Sole Proprietorship to Private Limited Company
It has Limited Liability
It is a Separate Legal Entity
Ready for Investment
More chances of availing finance
Better capacity of debt taking
It is only a matter of time when a simple sole proprietor is willing to turn his business into a Private liability company in order to take advantages of being a large sized company with more options of growth and of availing finance opportunities. The process of transferring your Sole Proprietorship to Private Limited Company is quite easy, as Sole Proprietorship does not have much standing as a business entity. It is the only one that is given by the licenses such as the GST registration or the MSME registration. As a business grows, it is expected to move on from a simple Sole Proprietorship to Private Limited Company. This is usually done in order to expand the business, to take advantages of being a limited company and to be a separate entity from the owners. A private Limited company has many advantages over a Sole Proprietorship and it is simply a passage of growth and there is a lot to be gained when a Sole Proprietorship to Private Limited Company. The process of conversion is also quite simple and easy, where all you need to do as a business owner is to start a private limited company and an agreement as to be submitted that is between the Private Limited Company and the Sole Proprietor, which declares that all of the assets will be transferred to the Private limited company from the sole proprietorship.

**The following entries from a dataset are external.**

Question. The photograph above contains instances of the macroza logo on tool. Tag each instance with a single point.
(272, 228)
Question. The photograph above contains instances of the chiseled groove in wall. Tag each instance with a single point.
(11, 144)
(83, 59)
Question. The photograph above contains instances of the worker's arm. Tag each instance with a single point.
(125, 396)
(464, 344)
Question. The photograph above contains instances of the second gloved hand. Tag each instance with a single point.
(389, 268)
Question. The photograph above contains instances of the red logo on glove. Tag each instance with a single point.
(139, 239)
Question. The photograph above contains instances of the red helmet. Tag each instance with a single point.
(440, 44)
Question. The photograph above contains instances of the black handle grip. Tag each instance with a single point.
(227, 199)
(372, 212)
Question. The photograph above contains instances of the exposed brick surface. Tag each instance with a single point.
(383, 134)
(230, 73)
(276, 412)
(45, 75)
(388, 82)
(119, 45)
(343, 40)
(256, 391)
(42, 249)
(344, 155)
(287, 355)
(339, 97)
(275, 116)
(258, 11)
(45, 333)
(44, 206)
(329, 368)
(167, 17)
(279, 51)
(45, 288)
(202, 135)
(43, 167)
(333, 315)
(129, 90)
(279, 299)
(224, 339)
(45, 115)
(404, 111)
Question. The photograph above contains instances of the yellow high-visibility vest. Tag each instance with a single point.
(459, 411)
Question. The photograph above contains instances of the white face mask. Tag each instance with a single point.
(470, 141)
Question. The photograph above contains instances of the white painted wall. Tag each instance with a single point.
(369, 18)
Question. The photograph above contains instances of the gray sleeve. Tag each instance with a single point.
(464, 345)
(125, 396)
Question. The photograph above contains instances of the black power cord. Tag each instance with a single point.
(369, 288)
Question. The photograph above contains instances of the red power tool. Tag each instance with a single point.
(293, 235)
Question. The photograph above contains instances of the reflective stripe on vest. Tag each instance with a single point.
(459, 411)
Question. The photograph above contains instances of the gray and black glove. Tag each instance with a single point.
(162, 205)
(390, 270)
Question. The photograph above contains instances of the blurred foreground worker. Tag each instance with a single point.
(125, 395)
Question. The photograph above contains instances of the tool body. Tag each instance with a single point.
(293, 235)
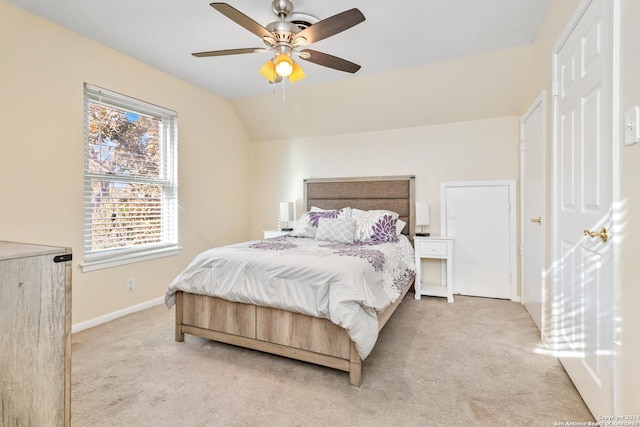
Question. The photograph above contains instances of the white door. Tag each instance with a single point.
(583, 292)
(532, 196)
(479, 217)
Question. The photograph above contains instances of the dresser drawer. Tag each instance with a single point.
(431, 249)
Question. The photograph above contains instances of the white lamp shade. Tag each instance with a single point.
(286, 211)
(422, 213)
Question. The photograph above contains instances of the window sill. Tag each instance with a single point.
(129, 259)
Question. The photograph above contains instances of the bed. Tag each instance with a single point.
(296, 333)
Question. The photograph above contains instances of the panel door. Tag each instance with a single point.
(583, 186)
(478, 217)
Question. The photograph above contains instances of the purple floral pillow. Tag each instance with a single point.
(377, 226)
(307, 225)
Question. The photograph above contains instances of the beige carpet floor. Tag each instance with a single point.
(476, 362)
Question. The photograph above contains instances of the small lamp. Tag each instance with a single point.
(286, 214)
(422, 217)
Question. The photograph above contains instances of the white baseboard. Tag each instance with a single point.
(111, 316)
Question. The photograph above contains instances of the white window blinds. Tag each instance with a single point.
(131, 180)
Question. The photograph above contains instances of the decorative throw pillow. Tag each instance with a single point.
(336, 230)
(400, 226)
(376, 226)
(307, 225)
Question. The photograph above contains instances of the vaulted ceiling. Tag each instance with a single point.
(394, 42)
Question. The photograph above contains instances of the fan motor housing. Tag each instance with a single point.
(282, 7)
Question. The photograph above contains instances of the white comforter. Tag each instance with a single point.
(347, 283)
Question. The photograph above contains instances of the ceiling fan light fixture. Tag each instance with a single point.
(268, 71)
(284, 65)
(297, 73)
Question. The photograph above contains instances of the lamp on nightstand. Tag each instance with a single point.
(286, 214)
(422, 217)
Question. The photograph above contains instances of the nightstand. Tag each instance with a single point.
(435, 247)
(270, 234)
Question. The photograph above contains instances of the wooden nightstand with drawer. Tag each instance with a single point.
(434, 247)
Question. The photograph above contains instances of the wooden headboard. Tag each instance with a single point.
(394, 193)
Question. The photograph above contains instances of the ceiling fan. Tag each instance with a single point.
(287, 38)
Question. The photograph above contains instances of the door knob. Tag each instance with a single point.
(603, 234)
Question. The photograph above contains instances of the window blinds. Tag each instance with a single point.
(131, 179)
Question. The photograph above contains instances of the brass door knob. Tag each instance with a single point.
(603, 234)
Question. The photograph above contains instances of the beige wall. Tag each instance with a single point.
(476, 150)
(42, 71)
(629, 279)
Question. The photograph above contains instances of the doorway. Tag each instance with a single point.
(532, 197)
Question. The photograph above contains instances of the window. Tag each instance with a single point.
(130, 180)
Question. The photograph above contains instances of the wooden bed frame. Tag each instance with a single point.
(295, 335)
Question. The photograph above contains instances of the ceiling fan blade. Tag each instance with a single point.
(228, 52)
(330, 61)
(331, 26)
(241, 19)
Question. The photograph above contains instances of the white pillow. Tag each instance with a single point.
(339, 230)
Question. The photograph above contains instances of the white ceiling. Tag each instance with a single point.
(395, 35)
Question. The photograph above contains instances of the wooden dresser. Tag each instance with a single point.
(35, 335)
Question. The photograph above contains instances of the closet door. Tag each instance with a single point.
(480, 216)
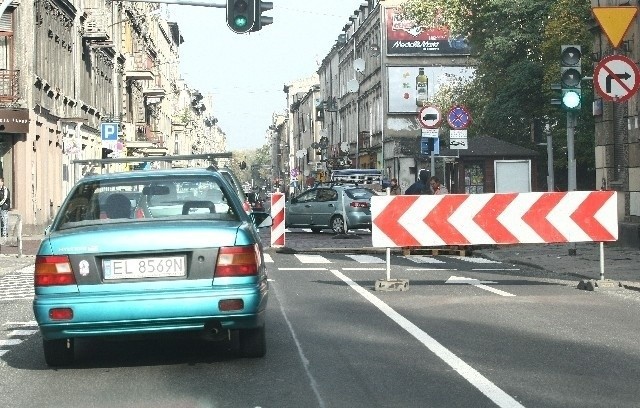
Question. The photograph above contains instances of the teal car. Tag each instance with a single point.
(150, 252)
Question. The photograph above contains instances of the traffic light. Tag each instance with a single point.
(260, 20)
(428, 145)
(241, 15)
(106, 152)
(571, 77)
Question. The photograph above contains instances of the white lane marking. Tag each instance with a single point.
(494, 290)
(483, 384)
(305, 362)
(306, 258)
(478, 284)
(422, 259)
(472, 259)
(366, 259)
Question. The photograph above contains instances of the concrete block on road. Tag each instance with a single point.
(596, 285)
(392, 285)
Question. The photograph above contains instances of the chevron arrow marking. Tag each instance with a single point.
(501, 218)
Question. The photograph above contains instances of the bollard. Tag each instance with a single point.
(277, 213)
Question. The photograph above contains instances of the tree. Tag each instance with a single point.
(257, 168)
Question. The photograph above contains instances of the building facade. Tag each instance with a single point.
(617, 146)
(368, 96)
(69, 67)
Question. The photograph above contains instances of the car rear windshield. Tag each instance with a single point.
(144, 199)
(359, 193)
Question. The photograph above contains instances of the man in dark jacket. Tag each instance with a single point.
(421, 186)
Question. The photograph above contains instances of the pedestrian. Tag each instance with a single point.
(5, 205)
(394, 188)
(436, 187)
(421, 186)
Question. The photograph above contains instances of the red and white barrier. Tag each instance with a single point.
(277, 213)
(500, 218)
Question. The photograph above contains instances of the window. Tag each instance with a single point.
(473, 178)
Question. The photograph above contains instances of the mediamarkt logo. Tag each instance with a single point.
(416, 44)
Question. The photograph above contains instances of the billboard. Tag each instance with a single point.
(407, 85)
(406, 37)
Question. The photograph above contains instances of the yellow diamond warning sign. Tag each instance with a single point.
(615, 21)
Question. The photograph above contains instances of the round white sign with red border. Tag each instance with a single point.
(616, 78)
(429, 117)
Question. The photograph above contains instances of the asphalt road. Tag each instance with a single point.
(466, 334)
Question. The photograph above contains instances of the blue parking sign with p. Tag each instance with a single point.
(109, 131)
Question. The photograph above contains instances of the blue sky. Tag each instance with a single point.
(246, 73)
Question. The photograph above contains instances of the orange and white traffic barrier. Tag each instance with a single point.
(277, 213)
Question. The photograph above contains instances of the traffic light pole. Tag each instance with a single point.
(571, 164)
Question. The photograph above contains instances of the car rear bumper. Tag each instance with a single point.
(359, 220)
(99, 315)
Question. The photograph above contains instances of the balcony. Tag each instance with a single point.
(9, 85)
(94, 26)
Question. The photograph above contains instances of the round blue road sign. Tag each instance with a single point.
(459, 117)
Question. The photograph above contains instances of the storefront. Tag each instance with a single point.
(14, 123)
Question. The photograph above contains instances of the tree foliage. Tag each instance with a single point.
(516, 48)
(258, 161)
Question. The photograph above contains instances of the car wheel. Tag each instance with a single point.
(253, 342)
(337, 225)
(58, 352)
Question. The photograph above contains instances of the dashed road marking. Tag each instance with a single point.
(307, 258)
(366, 259)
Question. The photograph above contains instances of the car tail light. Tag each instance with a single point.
(229, 305)
(360, 204)
(61, 313)
(246, 206)
(238, 261)
(53, 270)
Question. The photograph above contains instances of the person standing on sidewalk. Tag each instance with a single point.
(394, 189)
(421, 186)
(436, 187)
(5, 205)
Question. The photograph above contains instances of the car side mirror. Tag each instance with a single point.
(262, 219)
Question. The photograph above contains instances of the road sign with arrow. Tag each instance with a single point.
(616, 78)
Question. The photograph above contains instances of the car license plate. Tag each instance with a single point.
(137, 268)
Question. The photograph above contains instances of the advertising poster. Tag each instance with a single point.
(409, 90)
(405, 37)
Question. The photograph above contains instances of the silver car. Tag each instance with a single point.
(324, 207)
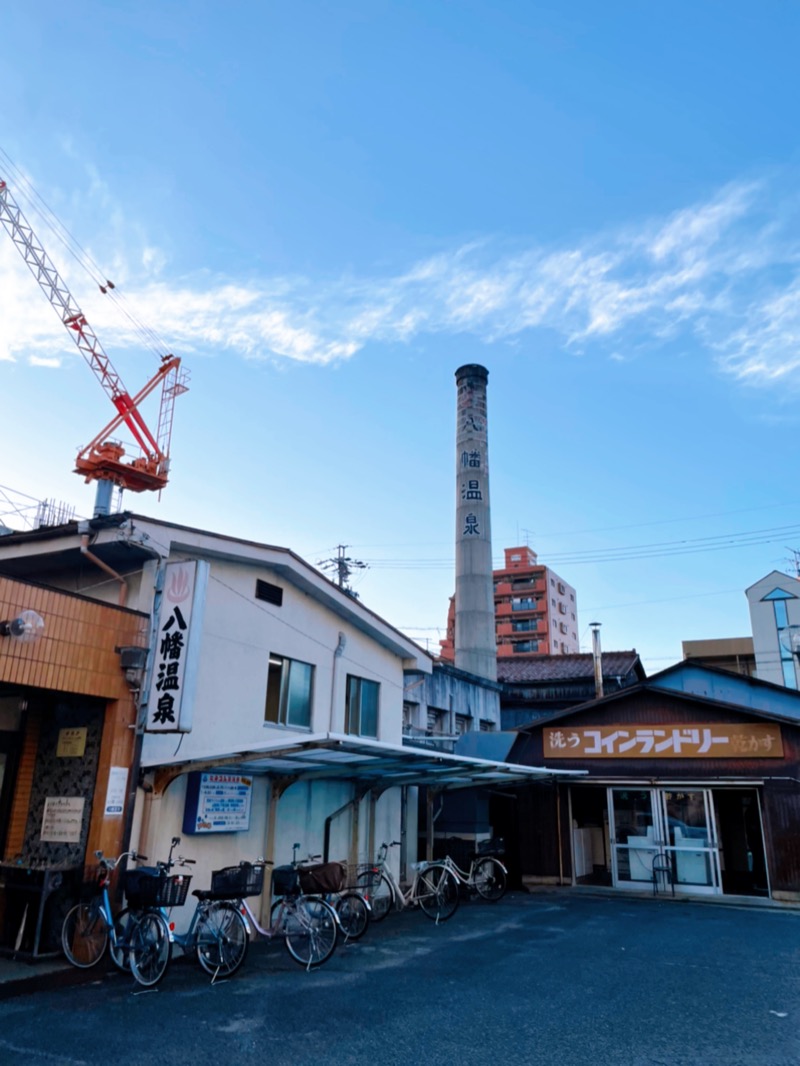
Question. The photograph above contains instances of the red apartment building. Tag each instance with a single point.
(536, 611)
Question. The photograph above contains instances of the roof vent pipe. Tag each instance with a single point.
(104, 566)
(597, 657)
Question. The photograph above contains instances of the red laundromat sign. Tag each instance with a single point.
(723, 741)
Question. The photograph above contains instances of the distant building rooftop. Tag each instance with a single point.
(548, 668)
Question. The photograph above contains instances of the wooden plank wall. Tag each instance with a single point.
(76, 653)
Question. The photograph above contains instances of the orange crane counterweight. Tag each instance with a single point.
(101, 459)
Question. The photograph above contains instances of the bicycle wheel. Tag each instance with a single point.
(377, 889)
(353, 915)
(489, 879)
(436, 891)
(84, 935)
(309, 927)
(150, 948)
(120, 943)
(222, 940)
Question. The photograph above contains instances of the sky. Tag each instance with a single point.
(326, 209)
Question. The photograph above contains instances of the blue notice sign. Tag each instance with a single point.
(218, 803)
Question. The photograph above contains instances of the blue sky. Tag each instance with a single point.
(326, 209)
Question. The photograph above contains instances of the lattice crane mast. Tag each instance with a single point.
(101, 459)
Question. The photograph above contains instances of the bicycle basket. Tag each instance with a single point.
(148, 887)
(236, 883)
(285, 881)
(323, 877)
(495, 845)
(94, 878)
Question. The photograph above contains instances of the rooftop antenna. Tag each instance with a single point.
(342, 566)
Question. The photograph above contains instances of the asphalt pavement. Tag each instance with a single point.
(550, 979)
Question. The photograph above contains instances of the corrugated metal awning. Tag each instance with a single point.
(333, 756)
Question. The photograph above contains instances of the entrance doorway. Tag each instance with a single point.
(676, 826)
(9, 752)
(705, 841)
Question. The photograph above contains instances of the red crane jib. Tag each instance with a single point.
(102, 458)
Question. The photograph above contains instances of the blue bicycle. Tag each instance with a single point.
(91, 927)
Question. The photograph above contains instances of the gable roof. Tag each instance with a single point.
(128, 539)
(705, 684)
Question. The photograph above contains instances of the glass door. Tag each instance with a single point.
(691, 842)
(637, 836)
(675, 824)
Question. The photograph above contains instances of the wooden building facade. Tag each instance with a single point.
(68, 685)
(691, 787)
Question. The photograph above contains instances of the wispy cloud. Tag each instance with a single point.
(723, 272)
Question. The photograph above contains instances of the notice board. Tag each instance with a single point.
(217, 803)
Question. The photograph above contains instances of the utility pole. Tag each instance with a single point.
(342, 566)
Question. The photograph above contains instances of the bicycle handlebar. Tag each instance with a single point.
(110, 863)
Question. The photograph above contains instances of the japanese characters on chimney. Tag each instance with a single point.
(173, 681)
(476, 650)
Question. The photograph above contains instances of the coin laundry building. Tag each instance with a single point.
(691, 788)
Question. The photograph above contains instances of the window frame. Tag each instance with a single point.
(354, 690)
(280, 672)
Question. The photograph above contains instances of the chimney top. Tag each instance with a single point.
(472, 370)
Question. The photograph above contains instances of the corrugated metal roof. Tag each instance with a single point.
(328, 756)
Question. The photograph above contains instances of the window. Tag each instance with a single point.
(289, 692)
(270, 594)
(361, 708)
(523, 603)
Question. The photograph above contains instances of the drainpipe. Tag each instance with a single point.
(597, 660)
(105, 567)
(337, 722)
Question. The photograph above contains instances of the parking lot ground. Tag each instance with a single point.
(549, 978)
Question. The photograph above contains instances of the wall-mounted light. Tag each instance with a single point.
(132, 661)
(26, 628)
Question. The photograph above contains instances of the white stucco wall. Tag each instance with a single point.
(239, 632)
(766, 641)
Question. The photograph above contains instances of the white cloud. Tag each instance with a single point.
(725, 271)
(41, 360)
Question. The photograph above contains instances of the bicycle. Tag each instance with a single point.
(90, 926)
(308, 924)
(329, 879)
(434, 889)
(217, 934)
(486, 875)
(154, 891)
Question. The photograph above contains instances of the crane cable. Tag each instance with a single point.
(28, 192)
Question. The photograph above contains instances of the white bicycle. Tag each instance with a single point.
(486, 875)
(434, 888)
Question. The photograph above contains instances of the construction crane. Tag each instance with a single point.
(101, 459)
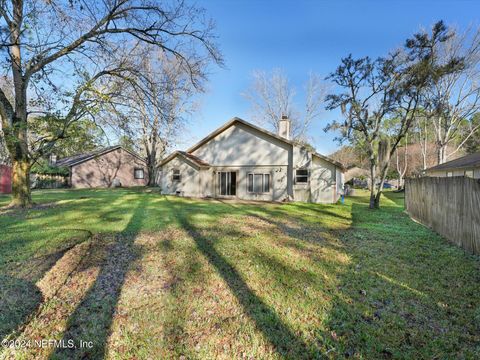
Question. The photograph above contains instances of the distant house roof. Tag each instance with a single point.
(80, 158)
(467, 161)
(237, 120)
(189, 157)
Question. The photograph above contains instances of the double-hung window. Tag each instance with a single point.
(301, 176)
(258, 183)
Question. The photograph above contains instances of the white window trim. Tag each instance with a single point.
(263, 188)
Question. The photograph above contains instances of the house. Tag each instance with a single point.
(243, 161)
(109, 167)
(468, 165)
(5, 179)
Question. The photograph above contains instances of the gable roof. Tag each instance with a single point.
(189, 157)
(467, 161)
(81, 158)
(237, 120)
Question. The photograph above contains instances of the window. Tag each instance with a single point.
(176, 175)
(258, 183)
(301, 176)
(138, 173)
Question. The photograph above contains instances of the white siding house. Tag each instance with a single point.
(240, 160)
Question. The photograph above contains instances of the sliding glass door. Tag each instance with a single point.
(227, 183)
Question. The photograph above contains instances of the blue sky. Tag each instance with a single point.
(303, 36)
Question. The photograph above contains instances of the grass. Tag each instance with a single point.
(141, 275)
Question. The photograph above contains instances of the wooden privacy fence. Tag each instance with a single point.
(448, 205)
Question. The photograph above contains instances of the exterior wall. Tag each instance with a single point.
(457, 172)
(189, 184)
(104, 169)
(244, 150)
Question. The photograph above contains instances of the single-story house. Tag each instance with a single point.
(109, 167)
(243, 161)
(468, 165)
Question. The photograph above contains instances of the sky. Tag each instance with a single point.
(306, 36)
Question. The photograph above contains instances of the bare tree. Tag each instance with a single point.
(271, 95)
(49, 42)
(454, 99)
(402, 166)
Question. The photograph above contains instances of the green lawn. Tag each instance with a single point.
(141, 275)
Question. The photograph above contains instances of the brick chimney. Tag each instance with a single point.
(284, 126)
(52, 161)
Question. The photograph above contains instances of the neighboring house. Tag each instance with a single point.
(468, 165)
(240, 160)
(109, 167)
(5, 179)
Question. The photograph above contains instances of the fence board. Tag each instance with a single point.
(448, 205)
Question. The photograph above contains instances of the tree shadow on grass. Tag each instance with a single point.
(92, 319)
(266, 320)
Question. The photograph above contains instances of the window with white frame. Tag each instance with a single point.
(258, 183)
(138, 173)
(301, 176)
(176, 175)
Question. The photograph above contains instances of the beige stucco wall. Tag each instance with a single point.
(102, 170)
(245, 150)
(458, 172)
(189, 184)
(323, 181)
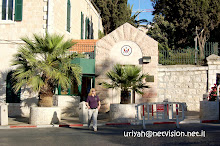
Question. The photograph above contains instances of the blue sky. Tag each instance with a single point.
(144, 4)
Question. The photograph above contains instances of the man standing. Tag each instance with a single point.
(93, 104)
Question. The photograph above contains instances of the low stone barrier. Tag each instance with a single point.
(45, 115)
(209, 110)
(122, 112)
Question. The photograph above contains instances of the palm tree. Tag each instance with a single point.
(126, 78)
(42, 64)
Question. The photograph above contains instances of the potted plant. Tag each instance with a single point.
(44, 63)
(128, 79)
(209, 110)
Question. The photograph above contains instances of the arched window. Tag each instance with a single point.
(11, 96)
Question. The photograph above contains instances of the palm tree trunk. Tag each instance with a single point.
(46, 101)
(46, 97)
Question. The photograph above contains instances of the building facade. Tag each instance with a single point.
(75, 19)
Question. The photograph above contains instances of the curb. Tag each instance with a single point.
(104, 124)
(210, 121)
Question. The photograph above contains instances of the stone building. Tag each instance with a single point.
(75, 19)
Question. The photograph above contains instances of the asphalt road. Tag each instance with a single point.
(108, 135)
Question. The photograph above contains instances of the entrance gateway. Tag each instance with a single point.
(126, 45)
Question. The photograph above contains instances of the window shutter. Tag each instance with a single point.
(68, 15)
(82, 25)
(86, 29)
(92, 31)
(11, 96)
(18, 10)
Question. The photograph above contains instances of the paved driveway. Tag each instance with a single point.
(108, 135)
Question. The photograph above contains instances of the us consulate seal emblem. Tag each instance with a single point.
(126, 50)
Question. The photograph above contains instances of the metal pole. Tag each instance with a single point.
(195, 39)
(218, 100)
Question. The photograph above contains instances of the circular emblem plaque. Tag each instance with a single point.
(126, 50)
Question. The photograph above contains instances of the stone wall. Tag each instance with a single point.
(59, 18)
(182, 83)
(109, 53)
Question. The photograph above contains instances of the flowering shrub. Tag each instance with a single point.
(213, 93)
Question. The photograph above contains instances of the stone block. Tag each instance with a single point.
(122, 112)
(45, 115)
(3, 114)
(209, 110)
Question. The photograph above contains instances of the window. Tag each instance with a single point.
(82, 25)
(11, 10)
(6, 9)
(89, 29)
(68, 15)
(11, 96)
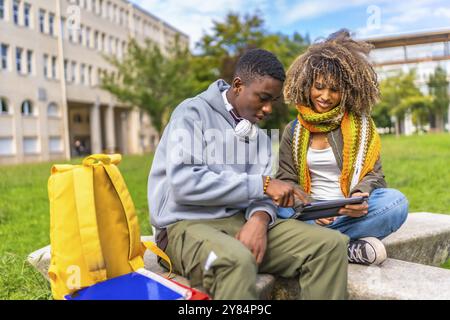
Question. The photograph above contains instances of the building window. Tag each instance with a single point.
(73, 72)
(96, 41)
(27, 108)
(30, 61)
(54, 67)
(3, 106)
(80, 34)
(45, 65)
(51, 24)
(55, 144)
(53, 110)
(27, 12)
(63, 28)
(90, 76)
(4, 57)
(71, 35)
(2, 9)
(88, 37)
(16, 6)
(30, 145)
(6, 146)
(77, 118)
(104, 42)
(19, 59)
(42, 20)
(66, 74)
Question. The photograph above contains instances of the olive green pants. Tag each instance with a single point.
(206, 252)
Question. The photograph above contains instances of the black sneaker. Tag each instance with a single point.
(367, 251)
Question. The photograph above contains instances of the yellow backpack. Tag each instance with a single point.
(94, 230)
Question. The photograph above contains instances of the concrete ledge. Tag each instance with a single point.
(424, 238)
(398, 280)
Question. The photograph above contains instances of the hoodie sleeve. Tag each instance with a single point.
(266, 204)
(191, 180)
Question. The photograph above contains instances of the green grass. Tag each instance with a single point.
(419, 166)
(24, 220)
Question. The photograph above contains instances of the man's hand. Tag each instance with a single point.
(254, 234)
(325, 221)
(283, 194)
(356, 210)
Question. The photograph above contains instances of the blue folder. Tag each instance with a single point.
(141, 285)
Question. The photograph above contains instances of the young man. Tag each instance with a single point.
(214, 208)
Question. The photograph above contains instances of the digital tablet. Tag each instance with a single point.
(319, 209)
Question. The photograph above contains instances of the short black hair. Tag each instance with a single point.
(258, 63)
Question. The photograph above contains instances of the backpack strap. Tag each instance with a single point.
(83, 178)
(135, 252)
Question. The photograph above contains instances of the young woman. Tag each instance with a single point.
(332, 149)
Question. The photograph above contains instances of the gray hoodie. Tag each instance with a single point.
(194, 174)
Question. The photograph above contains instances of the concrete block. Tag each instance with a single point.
(424, 238)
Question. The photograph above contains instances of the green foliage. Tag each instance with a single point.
(399, 94)
(25, 222)
(151, 79)
(221, 50)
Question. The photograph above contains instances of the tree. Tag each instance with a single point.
(400, 95)
(221, 50)
(151, 79)
(438, 86)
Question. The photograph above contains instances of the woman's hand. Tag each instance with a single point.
(283, 193)
(356, 210)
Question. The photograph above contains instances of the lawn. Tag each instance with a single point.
(419, 166)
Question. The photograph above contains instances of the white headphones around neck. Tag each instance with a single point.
(243, 128)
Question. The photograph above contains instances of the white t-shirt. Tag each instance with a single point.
(325, 174)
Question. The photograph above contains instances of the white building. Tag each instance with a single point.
(51, 58)
(421, 52)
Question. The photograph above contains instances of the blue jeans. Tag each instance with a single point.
(388, 210)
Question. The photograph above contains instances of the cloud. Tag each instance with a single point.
(195, 17)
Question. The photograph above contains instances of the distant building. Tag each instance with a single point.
(51, 106)
(420, 51)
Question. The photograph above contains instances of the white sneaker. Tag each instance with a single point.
(367, 251)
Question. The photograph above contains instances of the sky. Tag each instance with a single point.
(364, 18)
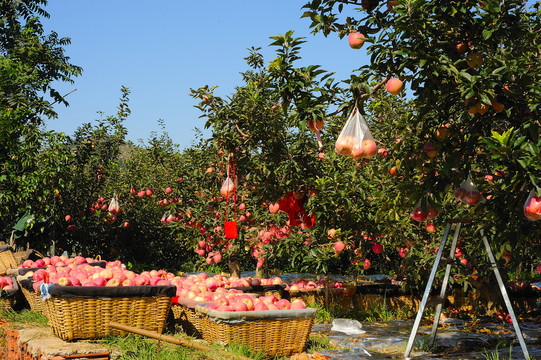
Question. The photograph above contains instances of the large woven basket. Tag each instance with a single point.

Perhaps the biggest advantage that a Private Limited Company has over a Sole Proprietor is that there is limited liability with the Private Limited Company which a Sole Proprietor does not enjoy. When it comes to running a business, all businesses need money in order to run and most of them end up borrowing from different sources when their own funds or their own savings run out. When it comes to Sole Proprietorship, in case the business gets wind up or if it fails, the Sole Proprietor is liable to pay for the business debt himself. If however, he is unable to pay from the business funds, the amount he has borrowed, then he would have to pay back the debts by selling his personal assets. This means he is personally liable for the business debt. In a private limited company however, this is not the case and the personal assets of the owners are safe from liquidation.
One of the other big advantages that a Private Limited Company has over a Sole Proprietorship is that the Limited Liability Company is a separate entity as compared to a sole proprietorship, in the eyes of law. This means, everything is done under the name of the company while the owner remains distant. This also means that the owner is not personally liable for the debt and if there is any legal action taken against the business, it would be against the company and not the owner and the owner is safe from being sued against. Even in the case of the company being wind up, the owner remains safe.
Equity funding can be accommodated easily by Private Limited companies as there is a proper distinction between the owners of the companies and the directors of the company and of course, there is limited liability. In fact many of the venture capitalists as well as the private equity funds managers prefer to invest in Private limited companies. This is because there would be a requirement by the Limited Liability Partnerships for them to become partners in the running of the business and an OPC may only require one shareholder.
Most of the financial institutions like banks and other lenders are more likely to lend to a private limited company as compared to an unknown sole proprietor. Since a limited liability company is a registered company with limited liability as well as being a separate legal entity, it is a better prospect for giving loans by the banks and other institutions. The company also has various other options of raising finance by issuing shares as well.
A private limited company has a better capacity and more options of taking on the debt burden than Limited Liability Partnerships and Sole Proprietorships. Not only are the bank loans and lending more readily available to private limited companies but they have other options of raising finance as well, such as issuing convertible debentures as well as regular debentures through which they can get funds. Overall, a private limited company has a better access and availability to get funds.